Foto: Science Museum London

Im Umfeld der Bar halten sich einige an ihren Drinks fest, etwas näher an der Tanzfläche wippen und nicken manche im Takt, andere machen den Ort unter der Discokugel zu ihrer Bühne, beweisen Kreativität und Körpergefühl oder versuchen sich zumindest im Discofox. So ist das in jeder Disco. Aber was genau passiert eigentlich mit uns, wenn der Beat beginnt? Warum strotzen manche vor Selbstsicherheit auf dem Parkett, wieso kommen andere nicht vom Barhocker los? Und welche Tanzstile taugen am ehesten zum Balzen?
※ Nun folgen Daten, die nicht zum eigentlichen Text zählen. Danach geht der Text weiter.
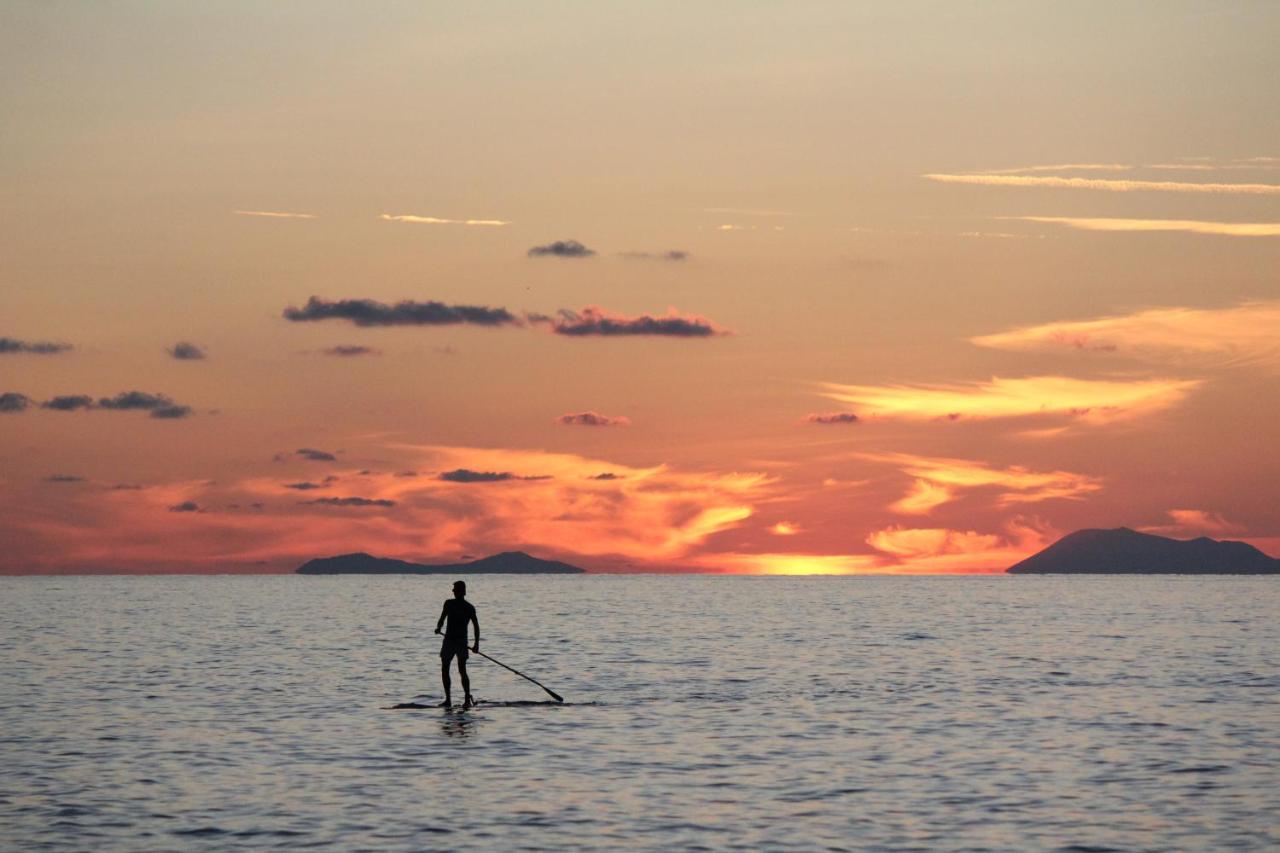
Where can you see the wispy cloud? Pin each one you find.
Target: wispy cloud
(1242, 334)
(1109, 185)
(350, 350)
(940, 480)
(273, 214)
(1191, 226)
(437, 220)
(1086, 400)
(1194, 523)
(368, 313)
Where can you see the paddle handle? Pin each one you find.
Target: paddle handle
(549, 692)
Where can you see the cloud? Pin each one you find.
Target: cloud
(273, 214)
(350, 501)
(68, 402)
(1089, 401)
(467, 475)
(940, 480)
(1189, 226)
(348, 350)
(12, 401)
(9, 346)
(1064, 167)
(940, 550)
(923, 497)
(592, 419)
(1109, 185)
(1243, 334)
(406, 313)
(184, 351)
(1193, 523)
(594, 320)
(832, 418)
(561, 249)
(656, 516)
(670, 255)
(434, 220)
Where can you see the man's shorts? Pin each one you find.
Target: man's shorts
(453, 646)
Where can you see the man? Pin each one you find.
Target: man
(458, 612)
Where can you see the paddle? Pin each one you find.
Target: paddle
(549, 692)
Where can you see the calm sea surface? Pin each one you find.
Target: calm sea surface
(700, 712)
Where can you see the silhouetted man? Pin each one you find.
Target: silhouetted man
(458, 612)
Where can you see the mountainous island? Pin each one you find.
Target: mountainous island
(510, 562)
(1124, 551)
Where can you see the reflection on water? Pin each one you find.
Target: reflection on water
(762, 712)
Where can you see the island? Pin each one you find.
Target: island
(1124, 551)
(510, 562)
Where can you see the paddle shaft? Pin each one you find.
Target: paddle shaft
(549, 692)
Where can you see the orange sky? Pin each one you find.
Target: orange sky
(901, 287)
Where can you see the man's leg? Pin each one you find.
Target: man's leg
(444, 676)
(466, 682)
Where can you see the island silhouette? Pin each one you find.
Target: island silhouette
(508, 562)
(1124, 551)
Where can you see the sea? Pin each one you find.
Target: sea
(700, 714)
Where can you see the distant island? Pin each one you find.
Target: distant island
(1124, 551)
(510, 562)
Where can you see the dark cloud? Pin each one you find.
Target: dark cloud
(595, 320)
(467, 475)
(12, 401)
(68, 402)
(347, 351)
(561, 249)
(406, 313)
(352, 501)
(135, 400)
(31, 347)
(184, 351)
(670, 255)
(592, 419)
(832, 418)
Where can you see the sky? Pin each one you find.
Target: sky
(725, 287)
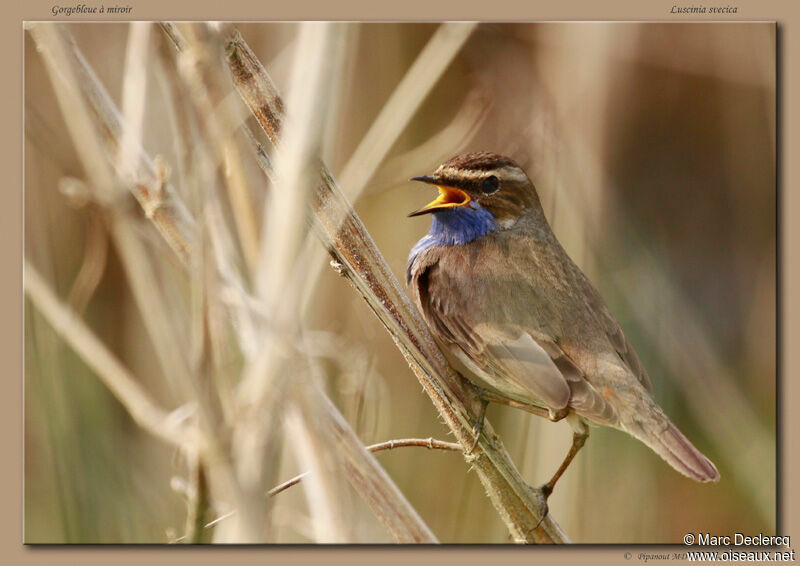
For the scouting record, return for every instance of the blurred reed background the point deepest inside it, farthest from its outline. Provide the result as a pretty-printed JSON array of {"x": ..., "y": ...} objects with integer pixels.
[{"x": 652, "y": 147}]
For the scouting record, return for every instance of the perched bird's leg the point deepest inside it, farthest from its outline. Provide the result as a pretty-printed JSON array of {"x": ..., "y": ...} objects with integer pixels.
[
  {"x": 477, "y": 429},
  {"x": 579, "y": 435},
  {"x": 578, "y": 440}
]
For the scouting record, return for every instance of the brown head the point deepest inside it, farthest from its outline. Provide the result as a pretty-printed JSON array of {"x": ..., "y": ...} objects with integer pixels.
[{"x": 492, "y": 180}]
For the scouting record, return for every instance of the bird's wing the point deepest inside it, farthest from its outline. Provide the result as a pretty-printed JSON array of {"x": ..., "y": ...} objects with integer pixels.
[
  {"x": 614, "y": 332},
  {"x": 522, "y": 355}
]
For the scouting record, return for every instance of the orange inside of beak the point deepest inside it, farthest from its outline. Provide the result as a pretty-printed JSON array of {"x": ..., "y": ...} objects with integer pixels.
[{"x": 449, "y": 197}]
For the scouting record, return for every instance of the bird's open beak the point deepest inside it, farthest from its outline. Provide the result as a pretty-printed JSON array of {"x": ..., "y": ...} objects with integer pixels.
[{"x": 449, "y": 197}]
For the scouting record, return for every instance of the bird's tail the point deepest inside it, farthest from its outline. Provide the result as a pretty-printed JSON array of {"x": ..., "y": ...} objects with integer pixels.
[{"x": 664, "y": 438}]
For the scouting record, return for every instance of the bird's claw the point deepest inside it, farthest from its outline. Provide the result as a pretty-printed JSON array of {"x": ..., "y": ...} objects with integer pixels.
[{"x": 544, "y": 491}]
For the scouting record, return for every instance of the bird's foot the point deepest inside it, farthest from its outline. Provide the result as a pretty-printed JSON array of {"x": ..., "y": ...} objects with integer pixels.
[
  {"x": 556, "y": 416},
  {"x": 544, "y": 491}
]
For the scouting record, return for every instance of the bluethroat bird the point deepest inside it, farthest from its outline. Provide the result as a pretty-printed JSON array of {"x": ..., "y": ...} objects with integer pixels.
[{"x": 516, "y": 317}]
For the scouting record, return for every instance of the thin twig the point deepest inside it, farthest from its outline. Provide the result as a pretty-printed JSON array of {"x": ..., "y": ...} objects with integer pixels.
[
  {"x": 124, "y": 386},
  {"x": 353, "y": 249}
]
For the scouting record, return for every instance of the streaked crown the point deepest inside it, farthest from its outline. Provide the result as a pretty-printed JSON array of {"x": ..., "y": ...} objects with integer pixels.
[{"x": 493, "y": 181}]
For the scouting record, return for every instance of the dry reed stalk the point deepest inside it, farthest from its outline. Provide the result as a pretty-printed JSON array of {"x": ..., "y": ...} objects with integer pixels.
[
  {"x": 165, "y": 209},
  {"x": 124, "y": 386},
  {"x": 358, "y": 259}
]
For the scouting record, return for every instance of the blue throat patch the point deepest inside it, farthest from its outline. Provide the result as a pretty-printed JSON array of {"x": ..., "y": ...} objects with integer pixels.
[{"x": 457, "y": 226}]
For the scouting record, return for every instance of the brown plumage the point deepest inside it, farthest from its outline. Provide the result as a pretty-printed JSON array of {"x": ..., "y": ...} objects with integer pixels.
[{"x": 515, "y": 314}]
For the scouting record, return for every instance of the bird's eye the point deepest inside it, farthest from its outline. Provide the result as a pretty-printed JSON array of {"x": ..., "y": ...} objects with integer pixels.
[{"x": 490, "y": 185}]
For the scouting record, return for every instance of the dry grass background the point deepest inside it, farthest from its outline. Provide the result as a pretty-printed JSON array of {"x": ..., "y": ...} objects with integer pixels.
[{"x": 653, "y": 149}]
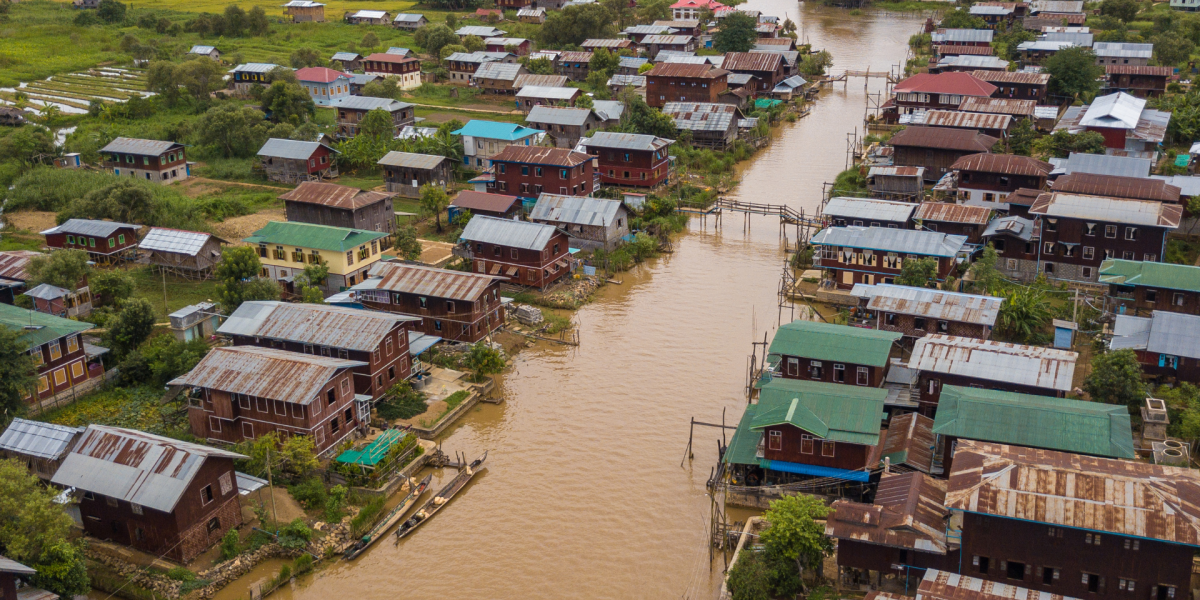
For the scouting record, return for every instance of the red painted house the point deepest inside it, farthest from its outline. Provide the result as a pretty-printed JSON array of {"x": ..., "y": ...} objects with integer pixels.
[
  {"x": 629, "y": 160},
  {"x": 526, "y": 253},
  {"x": 105, "y": 241},
  {"x": 529, "y": 171}
]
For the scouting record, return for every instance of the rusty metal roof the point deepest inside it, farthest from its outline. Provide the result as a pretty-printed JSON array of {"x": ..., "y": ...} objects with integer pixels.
[
  {"x": 265, "y": 372},
  {"x": 12, "y": 264},
  {"x": 133, "y": 466},
  {"x": 1003, "y": 165},
  {"x": 999, "y": 106},
  {"x": 316, "y": 324},
  {"x": 934, "y": 304},
  {"x": 910, "y": 442},
  {"x": 951, "y": 213},
  {"x": 907, "y": 513},
  {"x": 1085, "y": 492},
  {"x": 947, "y": 586},
  {"x": 997, "y": 361},
  {"x": 333, "y": 195},
  {"x": 429, "y": 281},
  {"x": 751, "y": 61},
  {"x": 1140, "y": 189}
]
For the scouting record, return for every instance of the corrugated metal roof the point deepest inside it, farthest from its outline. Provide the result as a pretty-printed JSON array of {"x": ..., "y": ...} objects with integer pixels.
[
  {"x": 39, "y": 439},
  {"x": 1141, "y": 189},
  {"x": 293, "y": 149},
  {"x": 580, "y": 210},
  {"x": 935, "y": 304},
  {"x": 429, "y": 281},
  {"x": 1113, "y": 210},
  {"x": 337, "y": 327},
  {"x": 841, "y": 413},
  {"x": 882, "y": 239},
  {"x": 90, "y": 227},
  {"x": 503, "y": 232},
  {"x": 1036, "y": 421},
  {"x": 997, "y": 361},
  {"x": 139, "y": 147},
  {"x": 1085, "y": 492},
  {"x": 333, "y": 195},
  {"x": 412, "y": 161},
  {"x": 837, "y": 343},
  {"x": 868, "y": 209},
  {"x": 13, "y": 263},
  {"x": 943, "y": 138},
  {"x": 947, "y": 586},
  {"x": 265, "y": 372},
  {"x": 472, "y": 199},
  {"x": 627, "y": 141},
  {"x": 133, "y": 466},
  {"x": 1152, "y": 275},
  {"x": 907, "y": 513}
]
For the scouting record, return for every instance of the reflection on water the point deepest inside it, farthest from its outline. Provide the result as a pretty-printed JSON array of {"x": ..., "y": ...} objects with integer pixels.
[{"x": 583, "y": 495}]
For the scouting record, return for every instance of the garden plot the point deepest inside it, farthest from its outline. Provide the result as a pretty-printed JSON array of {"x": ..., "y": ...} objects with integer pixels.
[{"x": 72, "y": 93}]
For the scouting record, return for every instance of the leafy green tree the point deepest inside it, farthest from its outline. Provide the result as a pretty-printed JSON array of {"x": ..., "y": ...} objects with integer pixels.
[
  {"x": 1123, "y": 10},
  {"x": 17, "y": 375},
  {"x": 111, "y": 287},
  {"x": 111, "y": 11},
  {"x": 737, "y": 34},
  {"x": 1116, "y": 379},
  {"x": 132, "y": 327},
  {"x": 961, "y": 18},
  {"x": 921, "y": 273},
  {"x": 795, "y": 533},
  {"x": 64, "y": 269},
  {"x": 574, "y": 24},
  {"x": 1024, "y": 315},
  {"x": 407, "y": 244},
  {"x": 433, "y": 202},
  {"x": 288, "y": 102},
  {"x": 1073, "y": 72}
]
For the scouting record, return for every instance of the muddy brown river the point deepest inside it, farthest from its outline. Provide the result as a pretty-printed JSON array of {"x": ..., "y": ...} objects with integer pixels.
[{"x": 583, "y": 496}]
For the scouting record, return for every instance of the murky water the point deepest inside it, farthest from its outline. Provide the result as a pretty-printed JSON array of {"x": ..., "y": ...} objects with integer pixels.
[{"x": 583, "y": 495}]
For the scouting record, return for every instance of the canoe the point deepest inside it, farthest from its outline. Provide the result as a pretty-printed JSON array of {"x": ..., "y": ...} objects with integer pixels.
[
  {"x": 439, "y": 499},
  {"x": 389, "y": 520}
]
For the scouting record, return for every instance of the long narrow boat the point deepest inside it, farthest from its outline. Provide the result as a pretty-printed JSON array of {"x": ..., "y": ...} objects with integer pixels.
[
  {"x": 389, "y": 520},
  {"x": 441, "y": 499}
]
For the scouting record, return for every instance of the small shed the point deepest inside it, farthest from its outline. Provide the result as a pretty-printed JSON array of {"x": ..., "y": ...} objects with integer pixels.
[{"x": 191, "y": 255}]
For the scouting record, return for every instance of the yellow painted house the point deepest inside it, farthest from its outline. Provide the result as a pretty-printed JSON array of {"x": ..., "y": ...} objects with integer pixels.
[{"x": 285, "y": 249}]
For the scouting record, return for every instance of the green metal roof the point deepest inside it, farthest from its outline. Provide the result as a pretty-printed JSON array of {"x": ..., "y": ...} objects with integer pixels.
[
  {"x": 1036, "y": 421},
  {"x": 838, "y": 343},
  {"x": 375, "y": 451},
  {"x": 831, "y": 411},
  {"x": 307, "y": 235},
  {"x": 744, "y": 445},
  {"x": 39, "y": 328},
  {"x": 1155, "y": 275}
]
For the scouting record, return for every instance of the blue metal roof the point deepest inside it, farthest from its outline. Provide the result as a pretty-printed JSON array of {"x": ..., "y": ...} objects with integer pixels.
[{"x": 493, "y": 130}]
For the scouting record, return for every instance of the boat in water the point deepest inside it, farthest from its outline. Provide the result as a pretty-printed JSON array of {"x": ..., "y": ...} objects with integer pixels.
[
  {"x": 389, "y": 520},
  {"x": 441, "y": 499}
]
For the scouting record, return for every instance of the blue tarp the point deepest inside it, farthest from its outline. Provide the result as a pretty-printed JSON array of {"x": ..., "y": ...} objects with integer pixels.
[{"x": 813, "y": 469}]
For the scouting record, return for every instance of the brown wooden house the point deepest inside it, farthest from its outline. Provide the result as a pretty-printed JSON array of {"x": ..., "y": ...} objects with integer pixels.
[
  {"x": 330, "y": 204},
  {"x": 291, "y": 161},
  {"x": 526, "y": 253},
  {"x": 949, "y": 360},
  {"x": 937, "y": 149},
  {"x": 453, "y": 305},
  {"x": 244, "y": 391},
  {"x": 159, "y": 495},
  {"x": 377, "y": 339}
]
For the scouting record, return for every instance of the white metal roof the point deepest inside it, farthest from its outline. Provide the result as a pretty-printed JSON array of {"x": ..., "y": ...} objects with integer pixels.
[{"x": 997, "y": 361}]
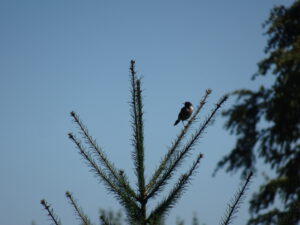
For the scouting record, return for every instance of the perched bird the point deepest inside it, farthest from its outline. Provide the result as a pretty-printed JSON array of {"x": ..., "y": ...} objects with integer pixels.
[{"x": 185, "y": 112}]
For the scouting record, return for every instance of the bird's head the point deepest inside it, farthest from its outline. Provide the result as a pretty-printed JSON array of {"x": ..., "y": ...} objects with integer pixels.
[{"x": 188, "y": 104}]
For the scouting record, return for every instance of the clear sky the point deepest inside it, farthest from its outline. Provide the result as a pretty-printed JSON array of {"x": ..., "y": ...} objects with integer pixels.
[{"x": 58, "y": 56}]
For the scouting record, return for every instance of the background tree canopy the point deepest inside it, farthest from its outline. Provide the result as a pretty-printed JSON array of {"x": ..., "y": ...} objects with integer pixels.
[{"x": 267, "y": 123}]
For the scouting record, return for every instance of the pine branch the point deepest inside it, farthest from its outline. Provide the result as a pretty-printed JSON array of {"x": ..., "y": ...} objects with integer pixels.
[
  {"x": 138, "y": 139},
  {"x": 104, "y": 220},
  {"x": 176, "y": 162},
  {"x": 51, "y": 213},
  {"x": 140, "y": 142},
  {"x": 122, "y": 196},
  {"x": 163, "y": 207},
  {"x": 79, "y": 212},
  {"x": 177, "y": 142},
  {"x": 236, "y": 202},
  {"x": 108, "y": 166}
]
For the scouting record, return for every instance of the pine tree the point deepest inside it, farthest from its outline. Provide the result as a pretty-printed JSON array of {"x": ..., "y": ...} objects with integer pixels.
[
  {"x": 135, "y": 200},
  {"x": 267, "y": 123}
]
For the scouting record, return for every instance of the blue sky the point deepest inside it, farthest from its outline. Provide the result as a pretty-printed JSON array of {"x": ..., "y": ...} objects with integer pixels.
[{"x": 59, "y": 56}]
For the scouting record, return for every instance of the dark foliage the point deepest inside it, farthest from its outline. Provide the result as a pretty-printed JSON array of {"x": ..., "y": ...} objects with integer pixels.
[{"x": 267, "y": 123}]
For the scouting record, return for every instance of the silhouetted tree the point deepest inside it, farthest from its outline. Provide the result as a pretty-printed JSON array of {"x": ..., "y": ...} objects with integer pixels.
[
  {"x": 267, "y": 123},
  {"x": 135, "y": 200}
]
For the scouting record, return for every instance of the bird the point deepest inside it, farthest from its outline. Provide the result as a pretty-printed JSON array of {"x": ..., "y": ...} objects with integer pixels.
[{"x": 185, "y": 112}]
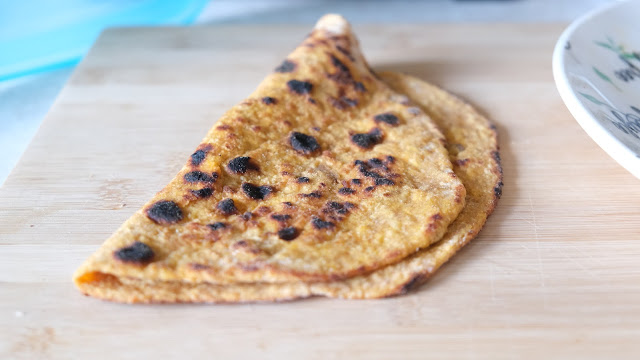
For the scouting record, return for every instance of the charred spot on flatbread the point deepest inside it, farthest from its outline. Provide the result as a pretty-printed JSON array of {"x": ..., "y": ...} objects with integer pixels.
[
  {"x": 137, "y": 253},
  {"x": 367, "y": 140},
  {"x": 164, "y": 212},
  {"x": 303, "y": 143}
]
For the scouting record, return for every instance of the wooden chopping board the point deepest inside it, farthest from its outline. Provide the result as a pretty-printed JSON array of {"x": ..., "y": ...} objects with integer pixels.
[{"x": 554, "y": 274}]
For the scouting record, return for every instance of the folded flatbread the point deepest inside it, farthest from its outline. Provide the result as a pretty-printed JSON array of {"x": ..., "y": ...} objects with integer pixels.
[{"x": 322, "y": 177}]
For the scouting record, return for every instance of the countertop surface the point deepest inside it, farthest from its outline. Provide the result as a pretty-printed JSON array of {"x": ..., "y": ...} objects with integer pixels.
[
  {"x": 25, "y": 101},
  {"x": 554, "y": 274}
]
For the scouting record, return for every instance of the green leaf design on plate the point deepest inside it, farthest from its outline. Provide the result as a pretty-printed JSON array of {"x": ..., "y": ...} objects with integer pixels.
[
  {"x": 605, "y": 77},
  {"x": 592, "y": 99}
]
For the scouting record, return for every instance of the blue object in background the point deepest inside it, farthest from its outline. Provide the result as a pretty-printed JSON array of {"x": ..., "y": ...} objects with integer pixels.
[{"x": 41, "y": 35}]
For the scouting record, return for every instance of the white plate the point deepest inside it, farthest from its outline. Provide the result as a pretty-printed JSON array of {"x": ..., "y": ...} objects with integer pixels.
[{"x": 596, "y": 66}]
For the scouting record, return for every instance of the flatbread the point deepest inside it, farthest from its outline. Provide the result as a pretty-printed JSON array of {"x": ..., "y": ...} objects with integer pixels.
[
  {"x": 473, "y": 147},
  {"x": 322, "y": 174}
]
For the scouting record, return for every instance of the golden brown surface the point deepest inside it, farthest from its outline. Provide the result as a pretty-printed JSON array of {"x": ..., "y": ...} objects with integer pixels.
[
  {"x": 474, "y": 151},
  {"x": 404, "y": 202}
]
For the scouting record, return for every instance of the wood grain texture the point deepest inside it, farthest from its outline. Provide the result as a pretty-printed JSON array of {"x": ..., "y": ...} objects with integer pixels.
[{"x": 555, "y": 273}]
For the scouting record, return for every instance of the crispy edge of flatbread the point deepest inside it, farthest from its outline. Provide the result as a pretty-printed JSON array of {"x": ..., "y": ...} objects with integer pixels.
[{"x": 474, "y": 152}]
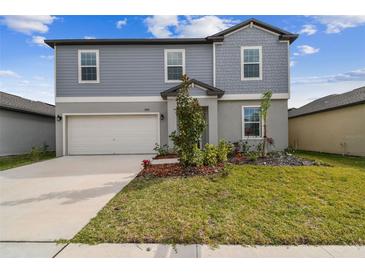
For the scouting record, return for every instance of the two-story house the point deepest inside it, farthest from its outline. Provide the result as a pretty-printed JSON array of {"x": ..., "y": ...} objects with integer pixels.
[{"x": 116, "y": 96}]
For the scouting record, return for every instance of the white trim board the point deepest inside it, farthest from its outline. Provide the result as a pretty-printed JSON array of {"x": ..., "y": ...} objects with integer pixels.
[
  {"x": 108, "y": 99},
  {"x": 243, "y": 78},
  {"x": 97, "y": 81},
  {"x": 166, "y": 51},
  {"x": 252, "y": 96},
  {"x": 243, "y": 123},
  {"x": 65, "y": 115}
]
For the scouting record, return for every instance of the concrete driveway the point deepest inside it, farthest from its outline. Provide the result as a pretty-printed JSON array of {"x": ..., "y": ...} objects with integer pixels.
[{"x": 54, "y": 199}]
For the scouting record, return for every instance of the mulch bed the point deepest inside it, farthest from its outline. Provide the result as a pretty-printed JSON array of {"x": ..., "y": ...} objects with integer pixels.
[
  {"x": 167, "y": 156},
  {"x": 177, "y": 170},
  {"x": 281, "y": 159}
]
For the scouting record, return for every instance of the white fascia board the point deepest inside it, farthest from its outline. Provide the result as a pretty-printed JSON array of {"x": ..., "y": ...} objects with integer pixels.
[
  {"x": 252, "y": 96},
  {"x": 107, "y": 99}
]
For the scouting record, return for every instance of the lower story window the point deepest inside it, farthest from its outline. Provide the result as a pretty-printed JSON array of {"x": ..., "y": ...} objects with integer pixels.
[{"x": 251, "y": 122}]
Glaubt man Peter Lovatt, entscheiden drei Faktoren darüber, wie selbstbewusst man sich auf die Tanzfläche begibt - und wie attraktiv das jeweils andere Geschlecht findet, was man dort veranstaltet: das Alter, das Geschlecht und die Gene. Lovatt muss es wissen. Der Dozent für Psychologie ist mittlerweile weit über den Campus seiner Universität in Hertfortshire, einer Grafschaft im Norden von London, bekannt - als "Dr. Dance".

Um Material für sein Tanzlabor zu bekommen, ging Lovatt vor einem Jahr in einen Club. Seine Mission: herausfinden, welcher Tanzstil auf das jeweils andere Geschlecht attraktiv wirkt - und was dahintersteckt. Zu Beginn maßen seine Studenten die Ring- und Zeigefinger der Clubbesucher. Das Verhältnis lässt auf den Testosteronspiegel schließen: Ist der Ringfinger länger als der Zeigefinger, ist der Spiegel hoch.

"Frauen verstehen das - ohne es zu merken"

Lovatt und sein Team beobachteten die Tanzfläche und holten Tänzer zu sich für einen Soloauftritt: Die Jungs tanzten 30 Sekunden in einem Nebenraum vor einer Kamera - und einem kreischenden Mädchenmob. Danach ging es mit den Videos zurück ins Labor. Lovatt legte einen Unschärfefilter über die Filme, so dass die Tänzer nur noch als Silhouette zu sehen, nur ihre Bewegungen zu erkennen waren. Diese Filme zeigte er Studentinnen. Sie wurden zur Jury und gaben ihre Wertungen ab, auf einer fünfstufigen Skala von "sehr attraktiv" bis "sehr unattraktiv".

Das Ergebnis: Die Jungs mit dem höchsten Testosteronspiegel begeisterten die Studentinnen am meisten, die mit niedrigem Spiegel am wenigsten. "Männer können ihren Testosteronspiegel mitteilen, indem sie tanzen. Frauen verstehen das - ohne es zu merken", sagt Lovatt. Die Männer, die Studentinnen in Wallung brachten, tanzten mit recht großen Bewegungen, die sie immer wieder kunstvoll variierten. Der Grat ist jedoch schmal: Wer große Bewegungen macht, die aber nicht geschmeidig zu koordinieren weiß, kommt als dominanter Platzhirsch rüber - und wird kaum Frauenherzen erobern. Die Größe der Bewegungen und die Komplexität des Tanzes nahmen mit dem Testosteronspiegel ab.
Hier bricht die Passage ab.